As I began following the hugely peopled socio-technical knowledge object more closely, a friction developed between my outsider position and the use of this insider term, ‘in the wild’. It began to puzzle me, and my curiosity grew to encompass questions related to the work that contributed to the stabilized object. To approach these questions, my intervention began by reaffirming the setting of standards in the construction of the dataset, which in my view connects to computer science's general relationship to abstraction (Seaver, 2022:33).

Standards rely on alignment work, which my argument was developed to render visible; such work impacted not just the group's internal efforts but the ways in which data subjects proceeded during their recordings. By understanding alignment work, we come to see the comprehensive efforts that enabled the data subjects to perform their activities. This destabilizes the notion of the dataset as ‘unscripted’ or captured ‘in the wild’, suggesting instead that data subjects performed activities in accordance with their alignment.

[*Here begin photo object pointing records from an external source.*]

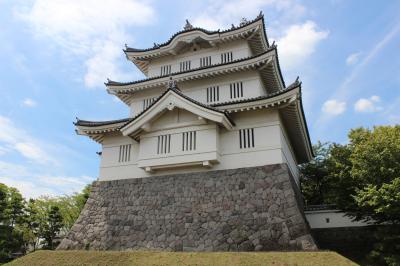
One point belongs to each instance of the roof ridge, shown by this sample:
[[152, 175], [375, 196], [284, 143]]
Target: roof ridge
[[209, 32]]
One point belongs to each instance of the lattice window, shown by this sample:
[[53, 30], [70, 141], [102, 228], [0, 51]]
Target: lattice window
[[236, 90], [226, 57], [189, 141], [147, 102], [213, 94], [165, 70], [246, 138], [164, 144], [185, 65], [205, 61], [124, 153]]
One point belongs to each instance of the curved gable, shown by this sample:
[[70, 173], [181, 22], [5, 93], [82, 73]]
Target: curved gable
[[168, 102]]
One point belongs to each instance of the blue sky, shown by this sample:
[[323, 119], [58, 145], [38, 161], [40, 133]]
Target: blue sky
[[55, 56]]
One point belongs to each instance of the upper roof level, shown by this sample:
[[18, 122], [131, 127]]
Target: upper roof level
[[249, 38]]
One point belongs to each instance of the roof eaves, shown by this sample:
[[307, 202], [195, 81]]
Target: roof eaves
[[115, 83], [208, 32], [264, 97]]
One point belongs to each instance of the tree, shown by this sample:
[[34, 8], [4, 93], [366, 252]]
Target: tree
[[71, 206], [3, 202], [10, 209], [315, 184], [363, 179], [52, 227], [30, 226], [15, 206]]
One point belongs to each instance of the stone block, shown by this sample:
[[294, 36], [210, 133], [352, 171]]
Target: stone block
[[242, 209]]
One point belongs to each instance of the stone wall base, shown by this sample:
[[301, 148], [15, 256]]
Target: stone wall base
[[246, 209]]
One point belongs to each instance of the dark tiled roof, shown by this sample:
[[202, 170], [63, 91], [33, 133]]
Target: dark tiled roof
[[177, 91], [115, 83], [129, 120], [263, 97], [208, 32], [321, 207], [86, 123]]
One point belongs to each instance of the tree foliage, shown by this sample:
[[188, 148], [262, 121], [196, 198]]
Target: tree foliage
[[363, 179], [27, 225]]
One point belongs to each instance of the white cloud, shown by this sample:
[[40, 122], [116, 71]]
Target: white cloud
[[221, 14], [32, 151], [27, 188], [18, 140], [93, 29], [334, 107], [28, 102], [299, 42], [364, 105], [353, 58], [33, 184]]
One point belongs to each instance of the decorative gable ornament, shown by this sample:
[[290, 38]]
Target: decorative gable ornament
[[188, 26]]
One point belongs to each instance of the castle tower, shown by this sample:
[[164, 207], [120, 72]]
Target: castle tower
[[208, 158]]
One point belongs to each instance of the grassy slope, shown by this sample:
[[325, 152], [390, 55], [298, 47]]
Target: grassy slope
[[180, 258]]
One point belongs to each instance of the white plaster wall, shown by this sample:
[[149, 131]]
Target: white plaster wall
[[240, 49], [213, 143], [330, 219], [197, 89]]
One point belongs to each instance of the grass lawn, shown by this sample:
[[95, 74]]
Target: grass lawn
[[180, 258]]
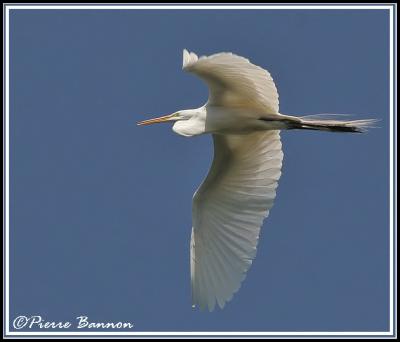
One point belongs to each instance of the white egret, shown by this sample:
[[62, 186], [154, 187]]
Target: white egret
[[242, 114]]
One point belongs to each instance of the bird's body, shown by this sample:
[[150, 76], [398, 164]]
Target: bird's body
[[242, 114]]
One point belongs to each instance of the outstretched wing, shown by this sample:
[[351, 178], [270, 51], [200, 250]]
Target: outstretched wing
[[234, 82], [228, 211]]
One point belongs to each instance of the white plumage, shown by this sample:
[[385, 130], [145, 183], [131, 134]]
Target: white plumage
[[242, 114]]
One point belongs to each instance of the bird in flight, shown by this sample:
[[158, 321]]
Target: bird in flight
[[242, 114]]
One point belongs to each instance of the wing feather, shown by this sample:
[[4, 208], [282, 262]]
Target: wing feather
[[234, 82], [228, 210]]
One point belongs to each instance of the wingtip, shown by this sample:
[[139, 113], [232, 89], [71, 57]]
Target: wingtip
[[189, 58]]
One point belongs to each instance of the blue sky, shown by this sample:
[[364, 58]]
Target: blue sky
[[101, 209]]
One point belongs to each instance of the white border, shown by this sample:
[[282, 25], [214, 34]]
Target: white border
[[6, 10]]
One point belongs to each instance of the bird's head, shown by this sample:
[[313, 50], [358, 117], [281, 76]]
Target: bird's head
[[188, 122]]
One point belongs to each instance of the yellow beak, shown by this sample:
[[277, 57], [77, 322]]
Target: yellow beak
[[156, 120]]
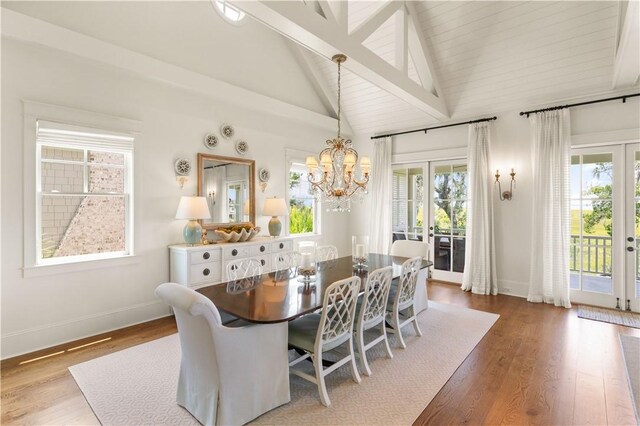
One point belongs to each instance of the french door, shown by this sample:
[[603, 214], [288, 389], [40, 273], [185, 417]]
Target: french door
[[438, 203], [605, 207], [448, 218], [632, 227]]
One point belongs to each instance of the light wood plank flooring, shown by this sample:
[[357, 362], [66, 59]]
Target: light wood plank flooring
[[537, 365]]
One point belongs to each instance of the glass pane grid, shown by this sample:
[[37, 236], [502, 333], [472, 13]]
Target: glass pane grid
[[590, 248]]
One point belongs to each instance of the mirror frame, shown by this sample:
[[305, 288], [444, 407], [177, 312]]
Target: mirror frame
[[252, 190]]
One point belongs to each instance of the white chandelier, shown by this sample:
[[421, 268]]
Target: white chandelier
[[337, 179]]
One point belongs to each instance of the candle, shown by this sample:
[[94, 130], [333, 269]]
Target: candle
[[306, 260]]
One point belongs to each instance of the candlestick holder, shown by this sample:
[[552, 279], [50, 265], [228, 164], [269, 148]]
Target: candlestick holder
[[360, 250], [307, 266]]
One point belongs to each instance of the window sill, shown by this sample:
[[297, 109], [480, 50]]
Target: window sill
[[87, 265]]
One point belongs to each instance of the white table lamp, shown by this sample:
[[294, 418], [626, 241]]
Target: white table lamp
[[275, 207], [193, 208]]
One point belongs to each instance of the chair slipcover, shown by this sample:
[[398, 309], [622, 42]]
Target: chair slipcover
[[228, 375], [407, 248]]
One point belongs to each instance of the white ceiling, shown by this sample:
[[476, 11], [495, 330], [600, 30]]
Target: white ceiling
[[486, 57]]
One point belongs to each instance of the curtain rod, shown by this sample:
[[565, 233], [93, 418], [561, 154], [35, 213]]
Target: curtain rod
[[435, 127], [623, 97]]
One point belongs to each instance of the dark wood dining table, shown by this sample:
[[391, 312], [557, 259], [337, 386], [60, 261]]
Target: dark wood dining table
[[279, 296]]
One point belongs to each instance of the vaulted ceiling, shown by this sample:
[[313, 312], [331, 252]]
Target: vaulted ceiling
[[477, 58], [411, 64]]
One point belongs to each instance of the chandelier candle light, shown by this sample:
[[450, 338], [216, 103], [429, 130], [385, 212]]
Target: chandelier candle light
[[335, 177]]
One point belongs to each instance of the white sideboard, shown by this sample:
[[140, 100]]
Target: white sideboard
[[201, 265]]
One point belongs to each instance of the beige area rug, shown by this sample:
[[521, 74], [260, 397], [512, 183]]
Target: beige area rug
[[138, 385], [631, 351], [613, 316]]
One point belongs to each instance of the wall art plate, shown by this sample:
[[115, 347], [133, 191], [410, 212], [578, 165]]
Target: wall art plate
[[242, 147], [264, 175], [226, 130], [210, 140], [182, 167]]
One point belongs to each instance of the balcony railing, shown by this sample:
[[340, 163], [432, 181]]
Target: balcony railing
[[596, 255]]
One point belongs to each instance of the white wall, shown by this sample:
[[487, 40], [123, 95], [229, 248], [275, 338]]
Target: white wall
[[593, 124], [43, 311]]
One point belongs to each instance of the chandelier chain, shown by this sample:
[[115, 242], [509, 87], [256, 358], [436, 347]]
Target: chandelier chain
[[339, 99]]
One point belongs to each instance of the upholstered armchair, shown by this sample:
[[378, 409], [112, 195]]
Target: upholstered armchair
[[228, 375]]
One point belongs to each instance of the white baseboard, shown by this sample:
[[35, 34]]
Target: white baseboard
[[36, 338], [513, 288]]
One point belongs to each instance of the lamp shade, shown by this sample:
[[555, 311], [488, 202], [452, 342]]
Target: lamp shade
[[193, 208], [275, 207]]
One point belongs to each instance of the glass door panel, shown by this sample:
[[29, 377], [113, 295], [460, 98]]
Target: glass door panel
[[632, 231], [595, 277], [449, 219], [408, 202]]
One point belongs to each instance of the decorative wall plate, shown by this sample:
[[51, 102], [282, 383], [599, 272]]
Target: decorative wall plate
[[226, 130], [264, 175], [242, 147], [182, 167], [210, 140]]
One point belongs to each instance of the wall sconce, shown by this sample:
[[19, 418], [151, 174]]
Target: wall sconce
[[506, 195]]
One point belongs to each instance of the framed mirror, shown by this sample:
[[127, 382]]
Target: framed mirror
[[228, 185]]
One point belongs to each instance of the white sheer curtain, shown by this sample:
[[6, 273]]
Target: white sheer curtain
[[380, 187], [217, 180], [551, 143], [480, 261]]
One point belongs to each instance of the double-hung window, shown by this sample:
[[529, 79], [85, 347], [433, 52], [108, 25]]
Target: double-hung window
[[84, 205], [303, 208]]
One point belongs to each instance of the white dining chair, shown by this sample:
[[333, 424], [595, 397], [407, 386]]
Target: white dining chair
[[408, 248], [315, 334], [371, 312], [326, 252], [228, 375], [401, 304], [243, 268]]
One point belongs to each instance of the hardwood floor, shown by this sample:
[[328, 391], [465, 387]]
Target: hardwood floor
[[537, 365]]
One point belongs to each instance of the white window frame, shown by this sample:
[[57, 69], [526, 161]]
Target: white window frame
[[83, 121], [296, 157]]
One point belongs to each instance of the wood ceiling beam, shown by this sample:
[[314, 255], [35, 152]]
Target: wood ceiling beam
[[373, 22], [326, 38], [420, 53]]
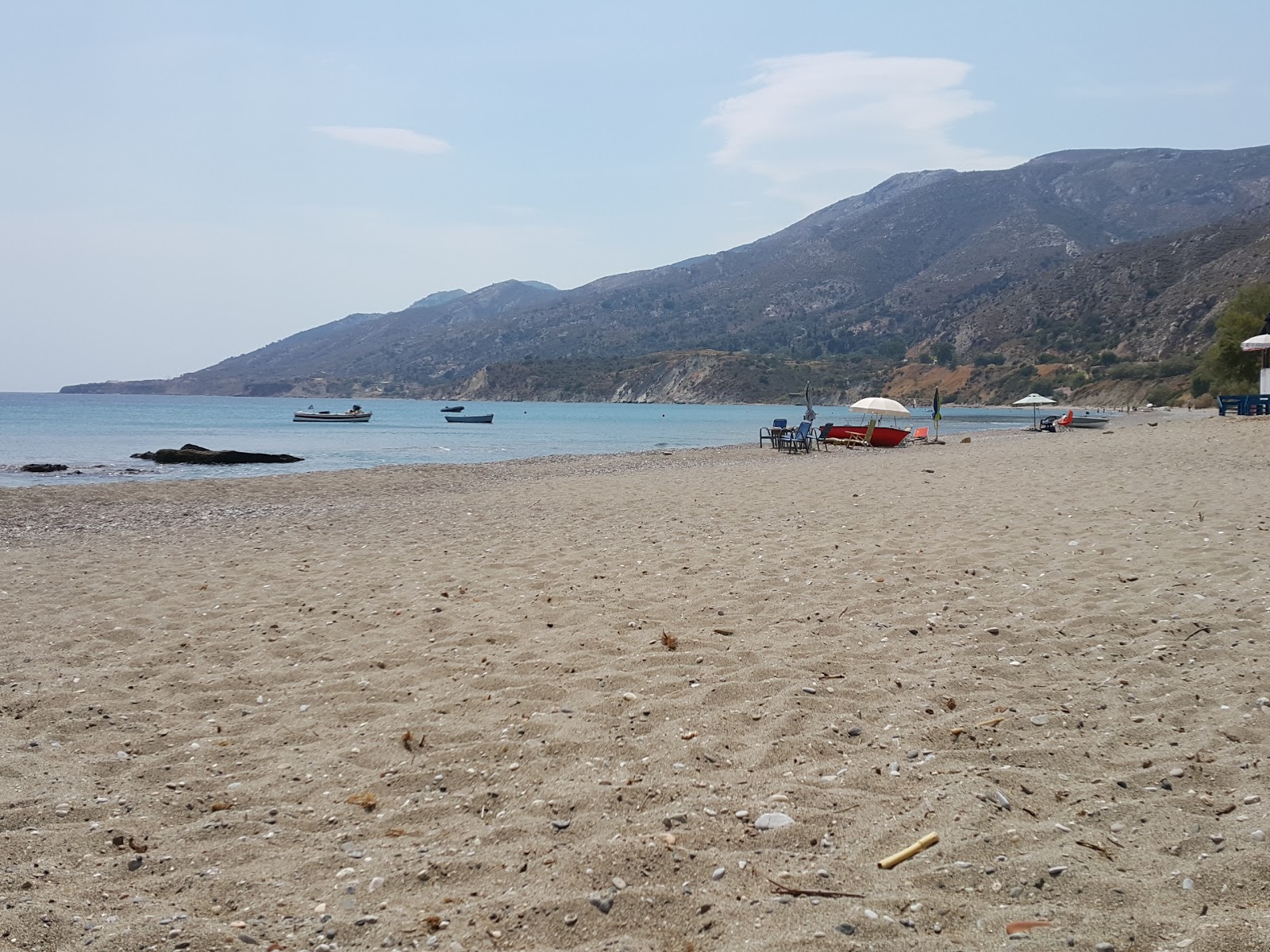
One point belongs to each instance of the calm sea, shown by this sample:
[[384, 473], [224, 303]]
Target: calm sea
[[97, 433]]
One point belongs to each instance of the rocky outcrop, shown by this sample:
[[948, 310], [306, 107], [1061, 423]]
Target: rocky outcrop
[[190, 454]]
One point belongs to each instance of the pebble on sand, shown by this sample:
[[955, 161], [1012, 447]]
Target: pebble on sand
[[772, 822]]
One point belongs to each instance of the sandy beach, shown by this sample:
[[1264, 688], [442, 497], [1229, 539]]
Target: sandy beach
[[545, 704]]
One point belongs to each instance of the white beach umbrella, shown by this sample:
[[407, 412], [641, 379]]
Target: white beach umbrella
[[880, 405], [1034, 400]]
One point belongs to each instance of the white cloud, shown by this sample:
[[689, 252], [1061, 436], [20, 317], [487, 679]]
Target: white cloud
[[380, 137], [825, 126]]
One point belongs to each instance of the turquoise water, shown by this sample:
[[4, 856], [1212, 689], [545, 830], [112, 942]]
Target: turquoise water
[[97, 433]]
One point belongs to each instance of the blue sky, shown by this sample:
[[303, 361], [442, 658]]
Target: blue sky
[[182, 182]]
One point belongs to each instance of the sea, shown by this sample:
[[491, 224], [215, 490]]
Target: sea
[[95, 435]]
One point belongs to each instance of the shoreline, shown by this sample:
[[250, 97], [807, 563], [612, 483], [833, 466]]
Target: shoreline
[[184, 474], [552, 700]]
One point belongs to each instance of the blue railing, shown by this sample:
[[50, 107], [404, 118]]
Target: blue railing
[[1249, 405]]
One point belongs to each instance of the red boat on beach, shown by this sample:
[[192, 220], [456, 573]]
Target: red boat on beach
[[882, 436], [876, 433]]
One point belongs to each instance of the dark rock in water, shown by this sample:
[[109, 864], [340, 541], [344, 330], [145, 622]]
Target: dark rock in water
[[190, 454]]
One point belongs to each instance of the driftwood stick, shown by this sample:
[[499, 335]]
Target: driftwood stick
[[926, 842], [823, 894]]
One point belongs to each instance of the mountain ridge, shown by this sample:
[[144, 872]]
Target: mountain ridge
[[872, 277]]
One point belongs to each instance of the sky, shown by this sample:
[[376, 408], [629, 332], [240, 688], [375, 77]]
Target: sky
[[184, 181]]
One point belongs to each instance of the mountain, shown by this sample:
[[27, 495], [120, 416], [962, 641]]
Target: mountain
[[976, 262]]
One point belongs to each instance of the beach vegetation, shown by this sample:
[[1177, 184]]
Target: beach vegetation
[[1229, 368]]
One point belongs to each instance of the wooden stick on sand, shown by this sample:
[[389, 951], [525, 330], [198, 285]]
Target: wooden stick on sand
[[926, 842]]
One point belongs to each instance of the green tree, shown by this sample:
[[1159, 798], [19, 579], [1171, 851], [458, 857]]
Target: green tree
[[945, 355], [1230, 370]]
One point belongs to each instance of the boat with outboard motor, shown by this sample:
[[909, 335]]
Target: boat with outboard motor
[[356, 416]]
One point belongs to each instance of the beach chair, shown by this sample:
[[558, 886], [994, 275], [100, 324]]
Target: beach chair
[[797, 441], [772, 433]]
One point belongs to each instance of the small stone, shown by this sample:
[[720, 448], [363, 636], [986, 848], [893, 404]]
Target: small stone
[[602, 903], [772, 822]]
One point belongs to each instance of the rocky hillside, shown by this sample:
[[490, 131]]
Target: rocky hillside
[[1070, 254]]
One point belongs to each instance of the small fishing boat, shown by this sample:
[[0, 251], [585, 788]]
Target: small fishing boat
[[882, 436], [483, 418], [1089, 422], [873, 408], [356, 416]]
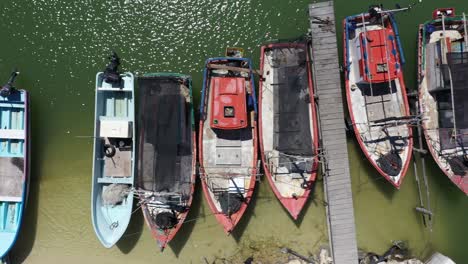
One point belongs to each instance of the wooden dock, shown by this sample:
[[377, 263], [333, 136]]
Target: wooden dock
[[337, 180]]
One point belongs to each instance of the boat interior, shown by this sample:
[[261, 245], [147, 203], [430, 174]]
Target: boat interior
[[229, 142], [114, 156], [12, 164], [287, 121], [166, 167]]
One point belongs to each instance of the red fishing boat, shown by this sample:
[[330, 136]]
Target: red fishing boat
[[443, 92], [288, 123], [376, 92], [228, 138]]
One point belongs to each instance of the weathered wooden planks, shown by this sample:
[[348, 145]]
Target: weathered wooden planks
[[337, 181]]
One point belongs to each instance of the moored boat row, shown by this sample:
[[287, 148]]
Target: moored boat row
[[158, 165], [284, 125]]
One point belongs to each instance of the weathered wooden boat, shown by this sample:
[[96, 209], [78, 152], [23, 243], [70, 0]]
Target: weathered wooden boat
[[228, 138], [114, 154], [376, 92], [443, 92], [14, 162], [288, 123], [167, 152]]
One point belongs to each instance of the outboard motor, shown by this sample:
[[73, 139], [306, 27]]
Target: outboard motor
[[8, 87], [375, 13], [111, 73]]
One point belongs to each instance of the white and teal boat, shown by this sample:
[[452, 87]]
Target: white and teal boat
[[114, 157], [14, 162]]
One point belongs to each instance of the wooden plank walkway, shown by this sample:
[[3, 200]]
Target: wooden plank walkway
[[337, 181]]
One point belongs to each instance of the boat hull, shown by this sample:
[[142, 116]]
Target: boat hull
[[390, 158], [437, 131], [15, 166], [160, 97], [228, 157], [114, 113], [291, 189]]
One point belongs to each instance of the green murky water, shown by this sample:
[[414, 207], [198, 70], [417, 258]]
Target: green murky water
[[60, 45]]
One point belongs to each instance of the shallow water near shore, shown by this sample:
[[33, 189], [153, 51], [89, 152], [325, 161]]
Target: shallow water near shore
[[59, 46]]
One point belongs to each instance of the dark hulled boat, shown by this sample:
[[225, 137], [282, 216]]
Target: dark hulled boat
[[167, 152], [288, 123], [376, 92], [443, 92]]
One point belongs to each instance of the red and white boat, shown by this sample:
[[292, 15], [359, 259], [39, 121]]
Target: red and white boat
[[376, 92], [228, 138], [443, 92], [288, 123]]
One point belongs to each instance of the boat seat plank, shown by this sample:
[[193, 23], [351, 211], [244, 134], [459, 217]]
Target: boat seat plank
[[116, 180], [12, 133]]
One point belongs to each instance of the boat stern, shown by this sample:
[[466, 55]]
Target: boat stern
[[7, 239]]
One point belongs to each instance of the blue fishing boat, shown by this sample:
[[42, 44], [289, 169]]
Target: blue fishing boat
[[114, 153], [14, 162]]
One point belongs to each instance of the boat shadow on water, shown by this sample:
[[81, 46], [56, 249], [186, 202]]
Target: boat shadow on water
[[133, 233], [314, 199], [27, 235], [179, 241], [249, 212]]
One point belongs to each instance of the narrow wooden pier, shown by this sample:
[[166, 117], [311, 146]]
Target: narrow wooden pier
[[337, 180]]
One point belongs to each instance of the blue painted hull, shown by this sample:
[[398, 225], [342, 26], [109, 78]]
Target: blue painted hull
[[14, 166], [114, 104]]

My argument draws on the following observations: The American domestic activity survey was used to establish the initial meaning of ‘daily activities’ and provided a list of activities for the dataset. Data subjects negotiated with the group the activities they would record, further structuring their performance. The group instructed data subjects on how best to record themselves while wearing the head-mounted cameras, further aligning them to a shared agreement about the situation. Wearing their temporary visual companions, data subjects moved about in unconventional ways after pressing the record button, and they avoided recording certain aspects of their activities, their surroundings and themselves – tattoos, for example. Annotators then added symbols and text to add additional meanings to the footage, contributing to a remarkable degree to describing the data scenes. Throughout, the process of putting the dataset together relied on the group's alignment of actors and factors.

At times, these contingent efforts were performed reflexively. The instruction to avoid recording certain aspects, for instance, arose from concerns about data privacy and an attempt at de-identification. Other moments of active stewarding followed from legal concerns and expressed an ethos of care – for instance, undressed children were protected from the roving camera frame within a data subject's home. Interestingly, the group's stewarding of footage was more readily articulated when it was aligned with legal standards than it was when sourcing activities from a survey, for instance. Thus, within a more explicit moral framework, the unscripted and ‘in the wild’ attributes of the footage seemed to dissolve. In this sense, the dataset recomposes a clean, ethical version of daily activities.

The dataset marks the creation of not a representation of daily activities as they are performed – which it is presented as being – but, instead, of an object that must be construed through the very range of actors and factors contributing to it. The ‘unscriptedness’ of the dataset footage is the result of meticulous work that thoroughly configured the recorded data scenes, not only setting the stage for the recordings but structuring their contents. The argument presented here thus concerns the dataset's relationship to the ‘daily activities’ as being one that is first and foremost creative and additive. These are not, as they are commonly understood to be, external, natural behavior or objective phenomena that were captured from a detached point of view.